While these platform updates expand Cursor’s overall capabilities, Composer is positioned as the technical core enabling fast and reliable agent-based coding.
Infrastructure and training systems
To train Composer at scale, Cursor built a custom reinforcement learning infrastructure combining PyTorch and Ray for asynchronous training on hundreds of NVIDIA GPUs.
The team developed specialized MXFP8 MoE kernels and hybrid sharded data parallelism, enabling large-scale model updates with minimal communication overhead.
This configuration allows Cursor to natively train low-precision models without requiring post-training quantization, improving each inference speed and performance.
Composer training was based on a whole bunch of hundreds of concurrent sandbox environments – each a self-contained coding workspace – running in the cloud. The company has adapted its background agent infrastructure to dynamically schedule these VMs, supporting the dynamic nature of enormous RL runs.
Application in the enterprise
Composer performance improvements are supported by infrastructure-level changes to Cursor’s code evaluation stack.
The company has optimized its language server protocols (LSP) for faster diagnostics and navigation, especially in Python and TypeScript projects. These changes reduce latency when Composer interacts with large repositories or generates multi-file updates.
Enterprise users gain administrative control over Composer and other agents through team rules, audit logs, and sandbox enforcement. Cursor’s Teams and Enterprise tiers also support the use of an aggregate model, SAML/OIDC authentication, and analytics to observe agent performance across organizations.
Consumer pricing ranges from Free (Hobby) to Ultra ($200 monthly), with prolonged usage limits for Pro+ and Ultra subscribers.
Enterprise pricing starts at $40 per user monthly for Teams, and enterprise contracts offer custom usage and compatibility options.
The role of the composer in the evolving AI coding landscape
Composer’s focus on speed, reinforcement learning, and integration with live coding workflows sets it apart from other AI development assistants like GitHub Copilot or Agent Replit.
Rather than serving as a passive suggestion engine, Composer is designed for continuous agent-based collaboration, where multiple autonomous systems interact directly with a project’s codebase.

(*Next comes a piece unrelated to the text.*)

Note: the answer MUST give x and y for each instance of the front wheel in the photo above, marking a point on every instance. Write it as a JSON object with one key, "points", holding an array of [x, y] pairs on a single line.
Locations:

This model-level specialization – training AI to operate in the real environment in which it would operate – represents a significant step towards practical, autonomous software development. Composer is not trained only on text data or static code, but inside a dynamic IDE that reflects production conditions.
Rush described this approach as essential to achieving real-world reliability: the model learns not only the best way to generate code, but also the best way to integrate, test and improve it in context.
What this implies for enterprise developers and Vibe coding
With Composer, Cursor does greater than just a fast model – it implements an artificial intelligence system optimized for real-world use, built to run inside the same tools developers already use.
The combination of reinforcement learning, expert design, and tight product integration gives Composer a practical advantage in speed and responsiveness that sets it apart from general-purpose language models.
While Cursor 2.0 provides the infrastructure for multi-agent collaboration, Composer is the core innovation that makes these workflows viable.
It’s the first coding model built specifically for production-level agentic coding – and an early look at what on a regular basis programming could appear to be when developers and autonomous models share the same workspace.